[lammps-users] How to reduce the MSD fluctuation?

Hi lammps users,

Attached is one of my calculated MSD vs time curve of a simple NaCl-water solution (1000 water molecule and 8 Na+/Cl-) after 500 ps running at room temperature and 200 MPa.
I'm wondering how I can reduce the fluctuation?


I stable the system at 295 K and 1 atm,
then increase the pressure to 1974 atm (which is 200 MPa),
finally stable it at this condition for 500 ps.

My MD process code follows:

# msd compute

group Na type 3
group Cl type 4
compute namsd Na msd
compute clmsd Cl msd

# outputs

thermo 100
thermo_style custom step temp pe press density vol c_namsd[4] c_clmsd[4]
dump 1 all custom 2000 traj.lammpstrj id mol type x y z ix iy iz

# MD

timestep 1.0
fix 1 all nvt temp 295.0 295.0 100
run 100000
unfix 1

timestep 1.0
fix 1 all npt temp 295.0 295.0 100 iso 1.0 1.0 100
run 100000
unfix 1

timestep 1.0
fix 1 all npt temp 295.0 295.0 100 iso 1.0 1974.0 100
run 197400
unfix 1

timestep 1.0
fix 1 all npt temp 295.0 295.0 100 iso 1974.0 1974.0 100
run 500000
unfix 1

anyone have some idea? Should I increase the run time, or change the timestep / dump ?
Thank you guys in advance for any suggestions.

Yilong Pan
Western University


There are multiple issues here that you need to worry about.
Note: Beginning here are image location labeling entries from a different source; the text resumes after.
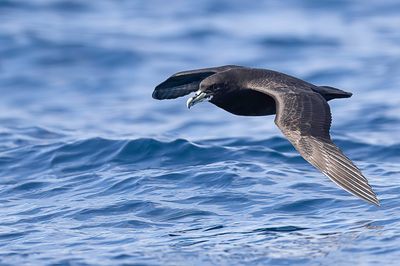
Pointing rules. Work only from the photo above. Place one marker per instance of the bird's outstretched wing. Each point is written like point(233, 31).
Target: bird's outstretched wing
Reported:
point(185, 82)
point(304, 117)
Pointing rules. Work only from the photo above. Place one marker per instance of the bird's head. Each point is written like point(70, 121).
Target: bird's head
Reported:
point(200, 96)
point(213, 94)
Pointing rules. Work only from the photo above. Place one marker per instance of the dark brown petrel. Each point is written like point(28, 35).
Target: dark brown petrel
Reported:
point(301, 108)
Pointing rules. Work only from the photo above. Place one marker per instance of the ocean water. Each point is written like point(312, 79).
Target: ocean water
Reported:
point(93, 171)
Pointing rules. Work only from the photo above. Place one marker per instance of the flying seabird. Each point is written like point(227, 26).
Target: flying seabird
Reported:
point(302, 113)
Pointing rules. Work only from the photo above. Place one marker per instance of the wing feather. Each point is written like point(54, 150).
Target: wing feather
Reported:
point(304, 117)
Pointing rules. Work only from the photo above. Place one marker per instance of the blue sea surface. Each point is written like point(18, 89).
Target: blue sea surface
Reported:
point(93, 171)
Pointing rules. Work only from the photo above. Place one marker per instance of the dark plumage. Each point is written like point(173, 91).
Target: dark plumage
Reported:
point(301, 108)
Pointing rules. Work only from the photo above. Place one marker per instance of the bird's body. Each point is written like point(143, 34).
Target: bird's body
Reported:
point(301, 108)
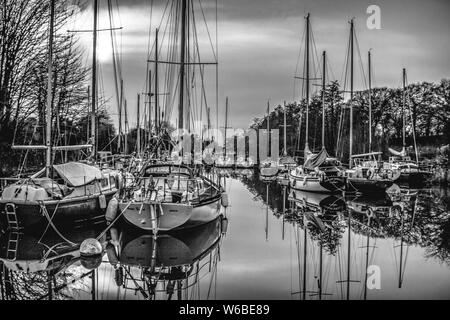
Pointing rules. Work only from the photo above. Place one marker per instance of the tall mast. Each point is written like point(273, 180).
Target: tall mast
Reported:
point(351, 92)
point(156, 84)
point(126, 127)
point(324, 54)
point(119, 142)
point(182, 63)
point(403, 110)
point(268, 128)
point(285, 131)
point(226, 127)
point(94, 83)
point(48, 132)
point(307, 85)
point(138, 126)
point(370, 102)
point(149, 106)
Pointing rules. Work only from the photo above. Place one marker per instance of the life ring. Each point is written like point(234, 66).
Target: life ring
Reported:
point(370, 213)
point(370, 173)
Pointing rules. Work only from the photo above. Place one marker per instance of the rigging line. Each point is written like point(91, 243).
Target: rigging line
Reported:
point(207, 29)
point(361, 62)
point(298, 64)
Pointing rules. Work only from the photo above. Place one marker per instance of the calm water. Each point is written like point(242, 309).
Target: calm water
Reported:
point(275, 244)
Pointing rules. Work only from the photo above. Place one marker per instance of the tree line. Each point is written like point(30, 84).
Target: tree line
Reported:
point(427, 114)
point(24, 33)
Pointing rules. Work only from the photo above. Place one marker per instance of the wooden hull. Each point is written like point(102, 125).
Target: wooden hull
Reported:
point(414, 179)
point(176, 249)
point(268, 172)
point(66, 213)
point(368, 186)
point(156, 217)
point(310, 183)
point(164, 217)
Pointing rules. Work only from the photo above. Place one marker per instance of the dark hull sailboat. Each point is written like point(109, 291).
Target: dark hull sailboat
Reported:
point(169, 197)
point(368, 186)
point(78, 193)
point(328, 178)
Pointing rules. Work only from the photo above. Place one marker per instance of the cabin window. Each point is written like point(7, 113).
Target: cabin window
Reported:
point(112, 181)
point(104, 182)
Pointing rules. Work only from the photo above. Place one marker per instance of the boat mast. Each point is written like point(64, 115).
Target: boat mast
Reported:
point(126, 128)
point(138, 126)
point(226, 127)
point(156, 83)
point(324, 55)
point(370, 102)
point(119, 142)
point(94, 84)
point(268, 128)
point(307, 151)
point(182, 63)
point(48, 132)
point(403, 111)
point(285, 132)
point(351, 92)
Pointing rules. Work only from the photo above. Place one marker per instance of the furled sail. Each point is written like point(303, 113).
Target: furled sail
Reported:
point(399, 154)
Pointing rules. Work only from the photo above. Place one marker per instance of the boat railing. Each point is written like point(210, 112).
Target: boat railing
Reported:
point(163, 189)
point(4, 182)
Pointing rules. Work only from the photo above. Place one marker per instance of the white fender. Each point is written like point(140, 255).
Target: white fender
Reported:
point(225, 201)
point(112, 210)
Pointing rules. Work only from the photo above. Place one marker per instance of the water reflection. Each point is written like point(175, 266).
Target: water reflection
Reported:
point(166, 266)
point(280, 244)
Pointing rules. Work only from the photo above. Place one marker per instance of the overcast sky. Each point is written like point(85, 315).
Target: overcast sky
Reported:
point(259, 42)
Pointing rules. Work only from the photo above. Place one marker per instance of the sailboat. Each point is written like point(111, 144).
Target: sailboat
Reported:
point(366, 176)
point(165, 196)
point(320, 172)
point(410, 172)
point(61, 194)
point(165, 266)
point(225, 161)
point(285, 163)
point(268, 168)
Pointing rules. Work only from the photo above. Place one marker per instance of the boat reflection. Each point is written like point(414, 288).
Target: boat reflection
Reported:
point(165, 266)
point(45, 266)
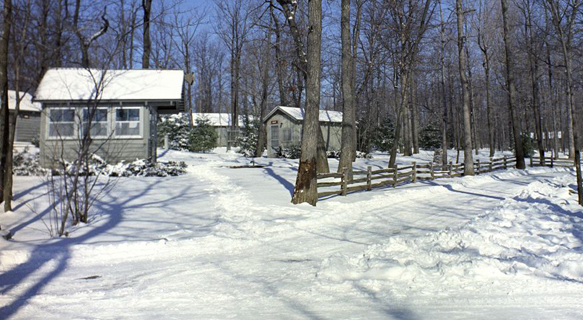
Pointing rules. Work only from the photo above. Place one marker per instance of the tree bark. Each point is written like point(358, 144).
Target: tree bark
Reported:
point(511, 88)
point(278, 60)
point(303, 70)
point(5, 111)
point(443, 92)
point(468, 157)
point(565, 40)
point(147, 7)
point(261, 135)
point(349, 115)
point(305, 189)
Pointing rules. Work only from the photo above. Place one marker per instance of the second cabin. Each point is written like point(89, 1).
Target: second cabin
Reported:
point(284, 128)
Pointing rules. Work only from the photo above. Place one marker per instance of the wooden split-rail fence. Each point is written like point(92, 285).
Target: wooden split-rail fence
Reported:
point(330, 184)
point(551, 162)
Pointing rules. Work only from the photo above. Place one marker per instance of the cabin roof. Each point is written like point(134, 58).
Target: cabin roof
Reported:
point(26, 103)
point(298, 114)
point(219, 119)
point(75, 84)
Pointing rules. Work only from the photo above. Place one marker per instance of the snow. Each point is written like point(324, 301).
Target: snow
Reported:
point(67, 84)
point(298, 114)
point(26, 103)
point(219, 119)
point(222, 243)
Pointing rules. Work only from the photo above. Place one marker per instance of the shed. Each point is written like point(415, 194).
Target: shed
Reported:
point(118, 109)
point(284, 128)
point(222, 124)
point(28, 122)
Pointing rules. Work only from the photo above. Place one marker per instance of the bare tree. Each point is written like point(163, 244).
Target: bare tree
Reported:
point(20, 42)
point(290, 10)
point(4, 112)
point(468, 157)
point(85, 42)
point(348, 147)
point(409, 22)
point(147, 8)
point(305, 189)
point(563, 19)
point(511, 88)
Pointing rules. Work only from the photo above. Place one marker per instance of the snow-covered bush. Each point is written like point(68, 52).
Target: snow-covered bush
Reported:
point(291, 152)
point(203, 137)
point(27, 164)
point(430, 137)
point(527, 146)
point(334, 154)
point(200, 138)
point(247, 141)
point(383, 136)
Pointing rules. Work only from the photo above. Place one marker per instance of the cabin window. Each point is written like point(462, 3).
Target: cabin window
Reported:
point(99, 124)
point(127, 122)
point(275, 136)
point(287, 134)
point(61, 122)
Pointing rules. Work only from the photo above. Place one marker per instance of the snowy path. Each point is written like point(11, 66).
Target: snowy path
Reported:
point(230, 245)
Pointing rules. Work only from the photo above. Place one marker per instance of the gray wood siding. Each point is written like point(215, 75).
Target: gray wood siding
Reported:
point(332, 133)
point(111, 149)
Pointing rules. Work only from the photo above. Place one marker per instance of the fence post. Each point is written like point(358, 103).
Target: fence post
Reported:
point(395, 175)
point(344, 181)
point(414, 176)
point(368, 178)
point(431, 169)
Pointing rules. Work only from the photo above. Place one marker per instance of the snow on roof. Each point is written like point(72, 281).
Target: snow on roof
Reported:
point(298, 114)
point(219, 119)
point(91, 84)
point(26, 103)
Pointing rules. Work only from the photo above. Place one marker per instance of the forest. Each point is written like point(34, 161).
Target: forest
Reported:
point(503, 75)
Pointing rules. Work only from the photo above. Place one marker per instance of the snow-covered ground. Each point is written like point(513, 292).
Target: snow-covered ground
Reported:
point(220, 243)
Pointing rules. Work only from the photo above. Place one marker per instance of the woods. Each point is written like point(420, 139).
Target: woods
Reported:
point(502, 75)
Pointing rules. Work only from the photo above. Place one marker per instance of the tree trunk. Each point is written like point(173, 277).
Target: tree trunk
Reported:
point(279, 63)
point(303, 70)
point(468, 157)
point(511, 89)
point(489, 104)
point(5, 112)
point(347, 149)
point(147, 7)
point(261, 135)
point(305, 189)
point(443, 92)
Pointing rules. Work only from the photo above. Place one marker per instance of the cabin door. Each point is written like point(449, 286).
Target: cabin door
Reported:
point(275, 137)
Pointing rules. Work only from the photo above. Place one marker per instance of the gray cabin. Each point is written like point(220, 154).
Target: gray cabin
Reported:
point(284, 128)
point(118, 108)
point(222, 124)
point(28, 121)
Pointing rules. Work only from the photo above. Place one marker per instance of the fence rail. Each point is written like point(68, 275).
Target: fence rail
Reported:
point(551, 162)
point(366, 180)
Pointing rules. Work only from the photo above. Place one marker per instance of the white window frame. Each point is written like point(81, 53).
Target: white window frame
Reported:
point(107, 121)
point(271, 134)
point(49, 121)
point(140, 123)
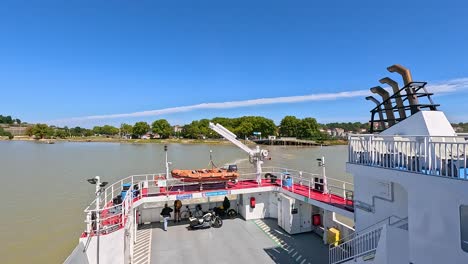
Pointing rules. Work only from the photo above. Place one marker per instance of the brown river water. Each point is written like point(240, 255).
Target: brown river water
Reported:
point(44, 189)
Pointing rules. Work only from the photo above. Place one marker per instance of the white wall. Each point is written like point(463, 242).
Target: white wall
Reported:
point(273, 210)
point(111, 248)
point(433, 211)
point(262, 206)
point(366, 188)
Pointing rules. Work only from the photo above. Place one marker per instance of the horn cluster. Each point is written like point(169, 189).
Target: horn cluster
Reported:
point(394, 104)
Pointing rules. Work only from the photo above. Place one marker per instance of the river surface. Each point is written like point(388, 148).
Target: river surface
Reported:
point(44, 189)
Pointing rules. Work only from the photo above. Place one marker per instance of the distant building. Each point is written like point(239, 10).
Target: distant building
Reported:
point(177, 129)
point(338, 132)
point(16, 130)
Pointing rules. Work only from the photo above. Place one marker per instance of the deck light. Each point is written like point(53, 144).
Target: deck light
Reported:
point(99, 188)
point(92, 181)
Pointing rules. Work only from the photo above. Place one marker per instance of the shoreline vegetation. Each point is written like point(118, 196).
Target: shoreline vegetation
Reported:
point(290, 131)
point(99, 139)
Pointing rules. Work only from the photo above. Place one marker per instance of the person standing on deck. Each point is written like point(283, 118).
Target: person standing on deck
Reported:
point(177, 207)
point(166, 214)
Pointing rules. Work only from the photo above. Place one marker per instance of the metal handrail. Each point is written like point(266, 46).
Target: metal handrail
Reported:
point(116, 188)
point(379, 223)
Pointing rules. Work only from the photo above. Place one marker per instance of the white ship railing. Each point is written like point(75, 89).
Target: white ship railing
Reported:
point(360, 245)
point(364, 241)
point(431, 155)
point(115, 216)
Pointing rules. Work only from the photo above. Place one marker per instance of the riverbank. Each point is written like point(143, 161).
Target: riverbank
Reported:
point(150, 141)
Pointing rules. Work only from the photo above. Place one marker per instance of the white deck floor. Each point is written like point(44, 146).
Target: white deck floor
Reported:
point(237, 241)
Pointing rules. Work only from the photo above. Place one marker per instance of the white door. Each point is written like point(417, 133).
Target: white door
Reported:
point(280, 210)
point(305, 211)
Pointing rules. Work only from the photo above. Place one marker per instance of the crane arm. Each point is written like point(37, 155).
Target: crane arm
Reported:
point(224, 132)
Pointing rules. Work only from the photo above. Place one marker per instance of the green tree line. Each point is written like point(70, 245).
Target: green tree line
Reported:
point(9, 120)
point(246, 126)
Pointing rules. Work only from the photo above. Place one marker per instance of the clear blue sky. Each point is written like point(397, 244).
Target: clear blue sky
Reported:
point(66, 59)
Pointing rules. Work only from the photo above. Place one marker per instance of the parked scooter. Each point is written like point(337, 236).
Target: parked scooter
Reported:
point(208, 220)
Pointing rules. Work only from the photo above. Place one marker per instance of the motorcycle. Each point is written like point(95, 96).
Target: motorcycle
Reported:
point(208, 220)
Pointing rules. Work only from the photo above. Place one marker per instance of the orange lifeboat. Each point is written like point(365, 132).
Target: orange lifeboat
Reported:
point(205, 175)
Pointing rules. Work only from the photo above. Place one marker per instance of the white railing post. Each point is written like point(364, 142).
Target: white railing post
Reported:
point(281, 180)
point(344, 190)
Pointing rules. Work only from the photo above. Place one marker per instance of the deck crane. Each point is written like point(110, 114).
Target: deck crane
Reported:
point(256, 155)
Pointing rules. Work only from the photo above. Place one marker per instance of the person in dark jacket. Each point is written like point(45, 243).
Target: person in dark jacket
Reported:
point(166, 214)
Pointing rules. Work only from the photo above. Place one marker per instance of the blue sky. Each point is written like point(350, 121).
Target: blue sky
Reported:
point(66, 59)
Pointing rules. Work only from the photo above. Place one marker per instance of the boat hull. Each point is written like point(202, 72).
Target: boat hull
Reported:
point(205, 175)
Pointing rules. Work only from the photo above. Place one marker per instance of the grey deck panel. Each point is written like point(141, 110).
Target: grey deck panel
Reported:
point(237, 241)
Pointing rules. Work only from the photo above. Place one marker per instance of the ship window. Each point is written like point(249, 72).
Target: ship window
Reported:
point(464, 227)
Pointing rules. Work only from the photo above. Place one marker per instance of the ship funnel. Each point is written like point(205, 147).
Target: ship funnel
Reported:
point(382, 123)
point(407, 79)
point(396, 89)
point(387, 103)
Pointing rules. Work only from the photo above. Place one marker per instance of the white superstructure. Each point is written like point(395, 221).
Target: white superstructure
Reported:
point(411, 194)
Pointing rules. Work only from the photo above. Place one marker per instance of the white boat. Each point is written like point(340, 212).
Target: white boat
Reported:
point(408, 201)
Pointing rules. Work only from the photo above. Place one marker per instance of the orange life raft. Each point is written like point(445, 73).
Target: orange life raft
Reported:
point(205, 175)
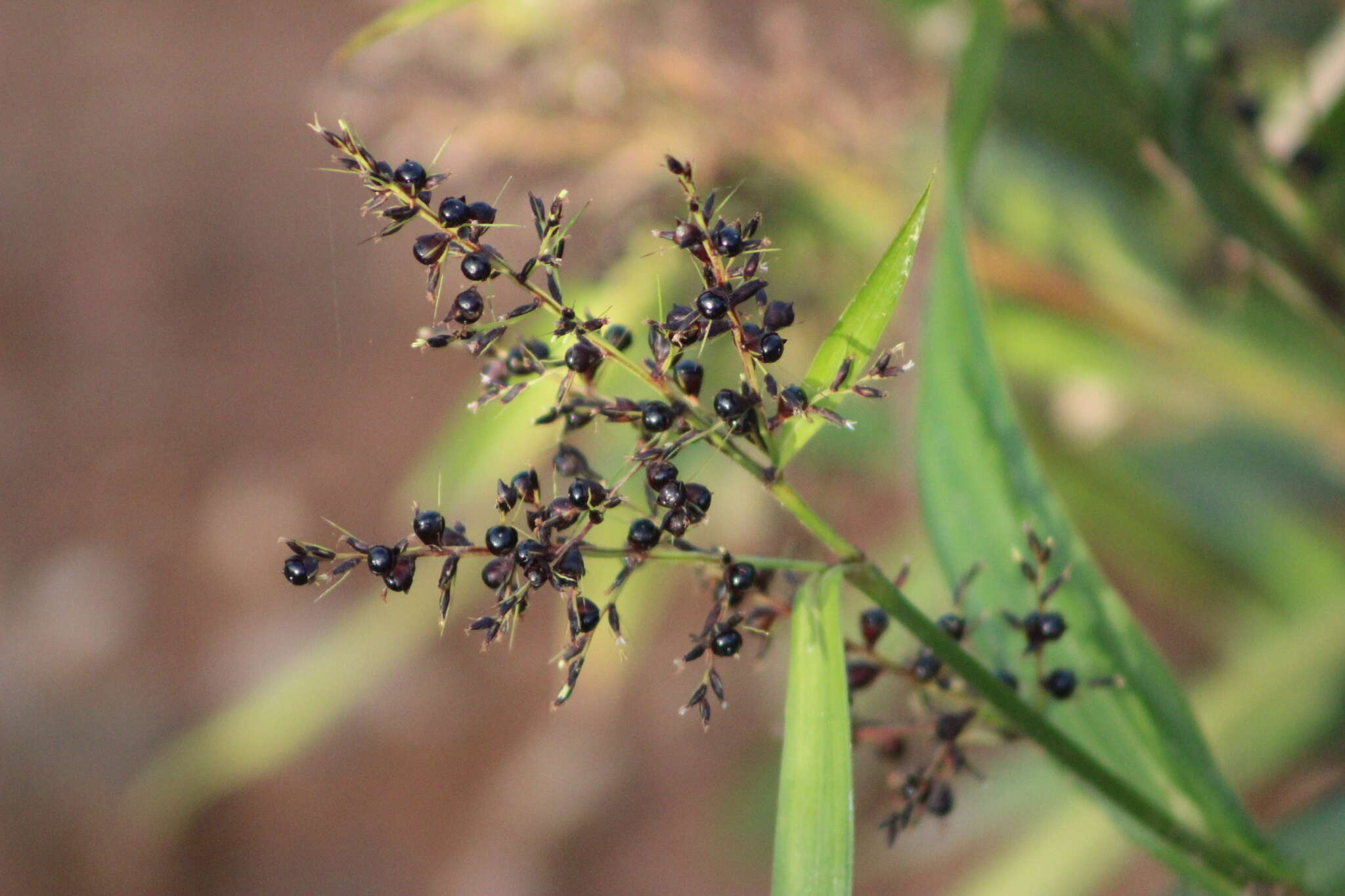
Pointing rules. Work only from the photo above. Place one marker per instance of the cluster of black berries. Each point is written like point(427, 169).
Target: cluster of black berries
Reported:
point(946, 707)
point(740, 603)
point(541, 542)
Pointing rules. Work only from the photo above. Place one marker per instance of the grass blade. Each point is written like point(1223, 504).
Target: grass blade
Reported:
point(860, 327)
point(400, 18)
point(814, 824)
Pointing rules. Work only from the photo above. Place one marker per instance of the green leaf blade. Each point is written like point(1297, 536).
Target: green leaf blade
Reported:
point(814, 832)
point(860, 327)
point(400, 18)
point(979, 484)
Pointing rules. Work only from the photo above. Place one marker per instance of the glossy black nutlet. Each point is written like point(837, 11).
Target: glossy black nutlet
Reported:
point(300, 568)
point(401, 575)
point(430, 527)
point(583, 358)
point(673, 495)
point(657, 417)
point(778, 314)
point(740, 576)
point(410, 174)
point(726, 644)
point(643, 535)
point(873, 622)
point(500, 539)
point(495, 572)
point(477, 267)
point(569, 567)
point(939, 801)
point(712, 304)
point(927, 667)
point(381, 559)
point(730, 405)
point(529, 553)
point(689, 375)
point(1060, 683)
point(482, 213)
point(468, 307)
point(953, 625)
point(860, 673)
point(676, 523)
point(526, 484)
point(430, 247)
point(586, 613)
point(1051, 626)
point(728, 241)
point(659, 475)
point(454, 211)
point(619, 337)
point(697, 501)
point(771, 349)
point(586, 494)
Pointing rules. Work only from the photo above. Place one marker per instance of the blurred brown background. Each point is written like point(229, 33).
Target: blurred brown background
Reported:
point(200, 356)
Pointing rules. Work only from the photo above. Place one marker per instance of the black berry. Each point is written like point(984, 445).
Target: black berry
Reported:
point(689, 375)
point(583, 358)
point(569, 568)
point(730, 405)
point(586, 494)
point(588, 614)
point(740, 576)
point(659, 475)
point(529, 553)
point(697, 501)
point(1060, 683)
point(412, 174)
point(728, 241)
point(482, 213)
point(477, 267)
point(657, 417)
point(726, 644)
point(468, 307)
point(495, 572)
point(953, 625)
point(712, 304)
point(676, 523)
point(619, 337)
point(381, 559)
point(500, 539)
point(673, 495)
point(430, 527)
point(300, 568)
point(926, 668)
point(873, 622)
point(778, 314)
point(771, 349)
point(454, 211)
point(430, 247)
point(939, 801)
point(643, 534)
point(400, 576)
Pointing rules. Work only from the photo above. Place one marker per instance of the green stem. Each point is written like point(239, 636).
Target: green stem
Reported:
point(673, 555)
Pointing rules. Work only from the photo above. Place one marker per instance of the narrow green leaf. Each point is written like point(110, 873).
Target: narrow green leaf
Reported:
point(1137, 744)
point(814, 822)
point(858, 330)
point(979, 484)
point(407, 15)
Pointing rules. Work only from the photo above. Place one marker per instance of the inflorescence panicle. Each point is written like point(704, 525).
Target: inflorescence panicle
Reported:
point(540, 543)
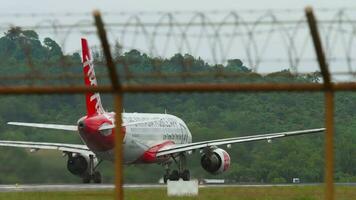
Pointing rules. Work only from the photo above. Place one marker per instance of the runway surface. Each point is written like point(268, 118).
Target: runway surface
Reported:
point(88, 187)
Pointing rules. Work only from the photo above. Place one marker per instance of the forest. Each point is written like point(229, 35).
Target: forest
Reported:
point(208, 116)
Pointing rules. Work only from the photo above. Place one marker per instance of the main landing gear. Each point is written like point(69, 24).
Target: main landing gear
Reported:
point(92, 174)
point(182, 171)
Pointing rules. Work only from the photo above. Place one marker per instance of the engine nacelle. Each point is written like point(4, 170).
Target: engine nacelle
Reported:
point(77, 164)
point(215, 161)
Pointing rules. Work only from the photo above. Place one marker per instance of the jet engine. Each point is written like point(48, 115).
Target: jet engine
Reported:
point(215, 161)
point(77, 164)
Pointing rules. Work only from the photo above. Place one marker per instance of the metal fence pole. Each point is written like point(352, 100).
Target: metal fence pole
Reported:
point(118, 97)
point(329, 105)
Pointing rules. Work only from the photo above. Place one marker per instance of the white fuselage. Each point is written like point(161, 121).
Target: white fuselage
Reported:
point(141, 137)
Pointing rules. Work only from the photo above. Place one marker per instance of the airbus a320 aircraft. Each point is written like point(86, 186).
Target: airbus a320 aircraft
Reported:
point(149, 138)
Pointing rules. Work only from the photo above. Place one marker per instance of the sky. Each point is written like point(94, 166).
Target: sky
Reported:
point(20, 6)
point(133, 6)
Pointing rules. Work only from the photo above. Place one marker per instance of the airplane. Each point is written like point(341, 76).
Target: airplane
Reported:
point(148, 138)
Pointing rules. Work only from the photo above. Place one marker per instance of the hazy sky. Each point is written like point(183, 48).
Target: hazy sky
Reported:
point(21, 6)
point(81, 6)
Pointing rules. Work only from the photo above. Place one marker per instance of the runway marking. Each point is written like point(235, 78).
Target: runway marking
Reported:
point(86, 187)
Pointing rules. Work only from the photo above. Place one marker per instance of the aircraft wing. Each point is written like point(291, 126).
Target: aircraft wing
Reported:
point(74, 127)
point(174, 149)
point(73, 148)
point(49, 126)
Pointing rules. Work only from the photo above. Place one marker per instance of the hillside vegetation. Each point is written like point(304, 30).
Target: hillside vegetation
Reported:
point(208, 116)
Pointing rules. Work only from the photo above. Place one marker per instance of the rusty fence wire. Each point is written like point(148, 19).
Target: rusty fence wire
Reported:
point(322, 49)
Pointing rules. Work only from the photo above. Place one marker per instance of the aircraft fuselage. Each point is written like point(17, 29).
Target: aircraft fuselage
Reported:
point(141, 140)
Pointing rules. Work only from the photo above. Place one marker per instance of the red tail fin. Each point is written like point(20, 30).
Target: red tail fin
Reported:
point(93, 101)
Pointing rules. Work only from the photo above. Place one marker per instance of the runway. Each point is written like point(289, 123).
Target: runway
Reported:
point(96, 187)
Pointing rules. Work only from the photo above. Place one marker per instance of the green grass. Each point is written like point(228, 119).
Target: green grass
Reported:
point(229, 193)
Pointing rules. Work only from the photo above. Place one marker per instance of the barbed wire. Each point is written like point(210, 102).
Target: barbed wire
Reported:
point(265, 40)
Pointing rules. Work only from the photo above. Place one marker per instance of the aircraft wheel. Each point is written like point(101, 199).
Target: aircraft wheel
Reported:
point(185, 175)
point(174, 176)
point(165, 178)
point(97, 177)
point(86, 178)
- you should start accumulation and computation of the MSD only *after*
your system is properly equilibrated. time spent in preparing and
equilibrating the system must not be included.
- your last run starts right after you have completed your pressure ramp.
that means the system is *not* yet equilibrated at the final conditions.
you have to monitor a running average over a sufficiently long time of the
volume and/or pressure carefully to determine whether it has converged.
after you have a converged volume, you may consider running with fixed
volume at that average value. that may be more efficient and makes it
easier to combine the results in a consistent way.
- you may do the fit to get the self-diffusion coefficient only from the
last section of the MSD graph. The Einstein relation only holds for the
long time limit, so for shorter times the curve is not supposed to be linear
- since you do a high pressure and high concentration electrolyte, you have
to expect that everything is slowed down significantly. so a data
accumulation period of 500ps may not be enough to get properly converged
results. Unfortunately, the longer time period you need to get a MSD curve
that follows the Einstein relation, the more data you need to average over
to get converged results
- since you are looking at only the ions, your statistics are quite bad, so
you need a *lot* more simulation data compared to computing self-diffusion
of the solvent.
- for systems in equilibrium, there are always two ways to improve
statistics and thus the convergence of statistical properties: 1) simulate
a larger system and 2) average over multiple data accumulations.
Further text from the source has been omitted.